Sunday capers
Concreting and levelling a floor while confit d'agneau (slow cooked lamb with onions and preserved lemons) cooked itself in the oven, and a short promenade in the sunshine when I saw this caper bush in flower. There are a couple of buds too - the capers we eat - one in the left hand corner of this shot and one near the flower. My own two plants that I raised from seed sent to me by a blogger in California are growing slowly, still in pots after a couple of years, and haven't flowered yet. (Molly once sent me some Tuscan caper seeds, but sadly they didn't take.)
I'm aware that the day isn't so calm for others - in Istanbul the police have attacked people remembering those who were killed in earlier protests and in Brazil hundreds of thousands of people are protesting against corruption and development which prioritises the World Cup over the needs of ordinary people. The Turkish prime minister has linked the two, as I have done, but for different reasons. I think it's all part of a worldwide movement that I hope will grow against international financial arrangements and suppression of ordinary people and their lives.

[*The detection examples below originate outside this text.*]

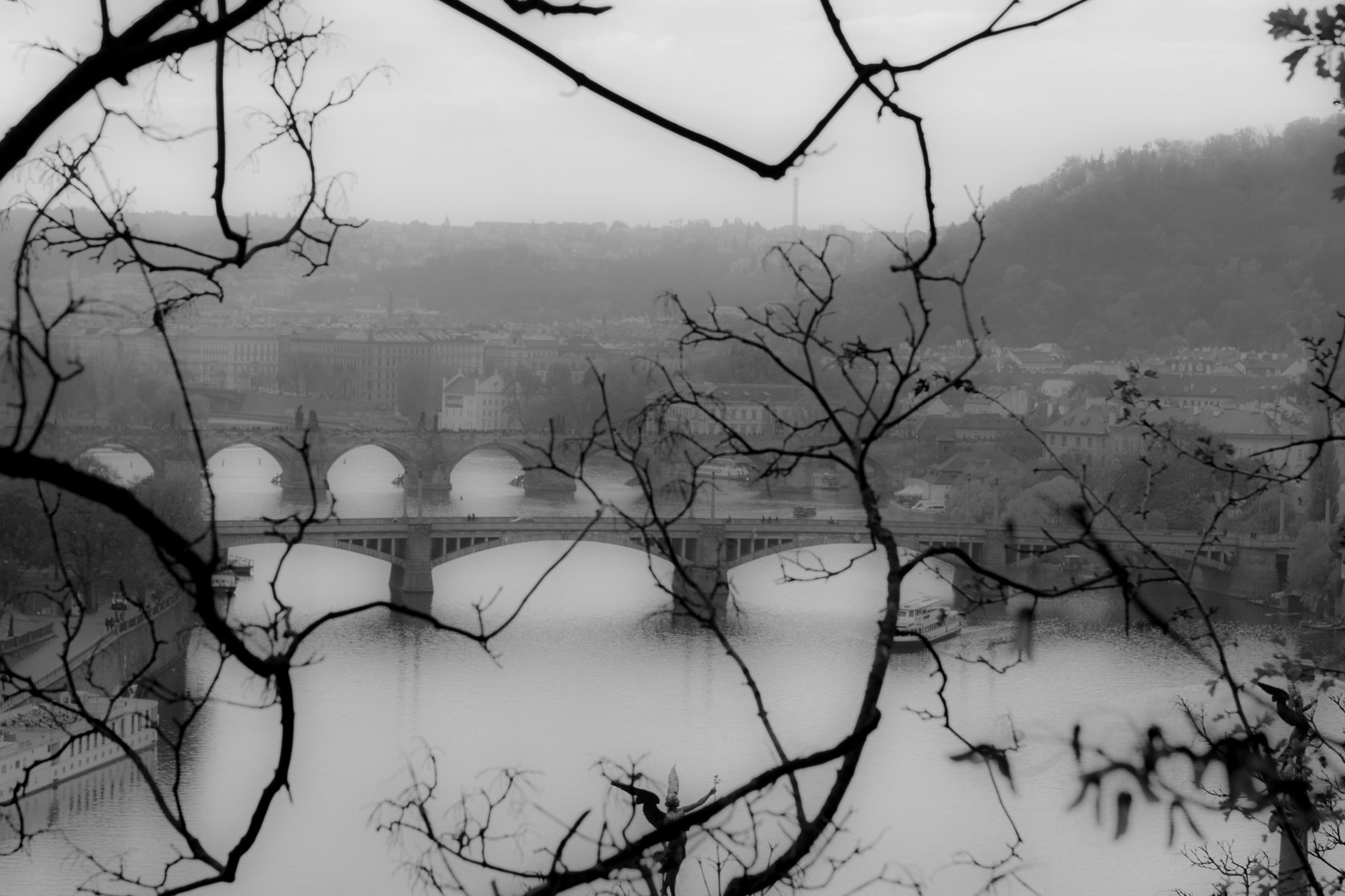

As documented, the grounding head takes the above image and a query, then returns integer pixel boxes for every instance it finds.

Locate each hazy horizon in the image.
[0,0,1334,230]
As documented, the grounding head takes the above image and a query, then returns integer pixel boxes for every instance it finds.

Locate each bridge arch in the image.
[430,532,695,567]
[444,439,544,470]
[76,434,168,479]
[206,434,307,485]
[319,438,416,492]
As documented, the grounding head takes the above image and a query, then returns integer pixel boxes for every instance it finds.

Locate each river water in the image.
[0,447,1330,896]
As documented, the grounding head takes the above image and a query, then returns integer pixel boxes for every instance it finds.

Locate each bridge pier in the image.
[387,523,435,612]
[523,469,579,494]
[1221,545,1281,598]
[672,524,729,619]
[280,474,331,503]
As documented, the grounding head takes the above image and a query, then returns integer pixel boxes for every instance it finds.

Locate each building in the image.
[1142,373,1285,408]
[1041,404,1118,454]
[647,383,815,435]
[172,326,280,393]
[1040,403,1310,471]
[439,373,519,431]
[483,333,561,383]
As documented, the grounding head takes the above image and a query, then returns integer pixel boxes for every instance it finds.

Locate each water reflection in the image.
[0,532,1294,896]
[12,447,1336,896]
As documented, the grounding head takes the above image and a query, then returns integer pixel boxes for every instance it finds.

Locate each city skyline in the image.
[0,0,1333,230]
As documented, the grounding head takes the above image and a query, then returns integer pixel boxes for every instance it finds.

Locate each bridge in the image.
[37,426,576,500]
[37,426,900,501]
[217,517,1292,611]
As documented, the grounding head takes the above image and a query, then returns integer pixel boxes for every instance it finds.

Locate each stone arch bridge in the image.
[217,517,1292,610]
[217,517,952,610]
[39,426,574,500]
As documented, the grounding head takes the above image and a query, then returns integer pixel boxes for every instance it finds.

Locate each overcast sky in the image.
[0,0,1333,228]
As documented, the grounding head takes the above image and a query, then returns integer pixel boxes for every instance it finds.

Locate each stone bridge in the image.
[217,517,1292,610]
[37,426,902,500]
[217,517,952,610]
[39,426,574,500]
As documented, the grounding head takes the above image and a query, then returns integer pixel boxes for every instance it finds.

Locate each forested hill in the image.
[861,117,1345,357]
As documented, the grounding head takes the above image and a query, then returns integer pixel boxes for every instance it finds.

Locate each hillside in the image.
[925,117,1345,357]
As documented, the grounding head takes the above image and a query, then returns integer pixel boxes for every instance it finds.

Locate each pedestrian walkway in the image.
[0,608,113,700]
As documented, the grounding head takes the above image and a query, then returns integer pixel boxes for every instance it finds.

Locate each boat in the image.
[699,457,752,480]
[209,567,238,598]
[1298,619,1345,631]
[892,597,961,647]
[0,691,159,801]
[812,473,841,492]
[1246,591,1304,612]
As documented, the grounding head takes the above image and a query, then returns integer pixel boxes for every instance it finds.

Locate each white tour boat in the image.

On a lighter note, we had another wonderful evening in Neffiès last night, with a meal by Las Mascas (sorcerers) de Neffiès, entirely made with local ingredients and served by las mascas themselves in between their performances of Occitan songs. We ate: tortilla with nettle leaves, tapanade,* chickpea and tomato salad; mutton sausage with local vegetables and aioli made with wild garlic; local goats cheese with rosemary syrup; chocolate cake decorated with a mallow flower and containing some herbs we couldn't identify. We sat with friends at the (peaceful) anarchist occitanist end of our table and had a great time as the full moon rose over the plane trees and the decorations - lights and fabrics - put up by las mascas.
* the word tapenade comes from the Occitan word for caper - tapera.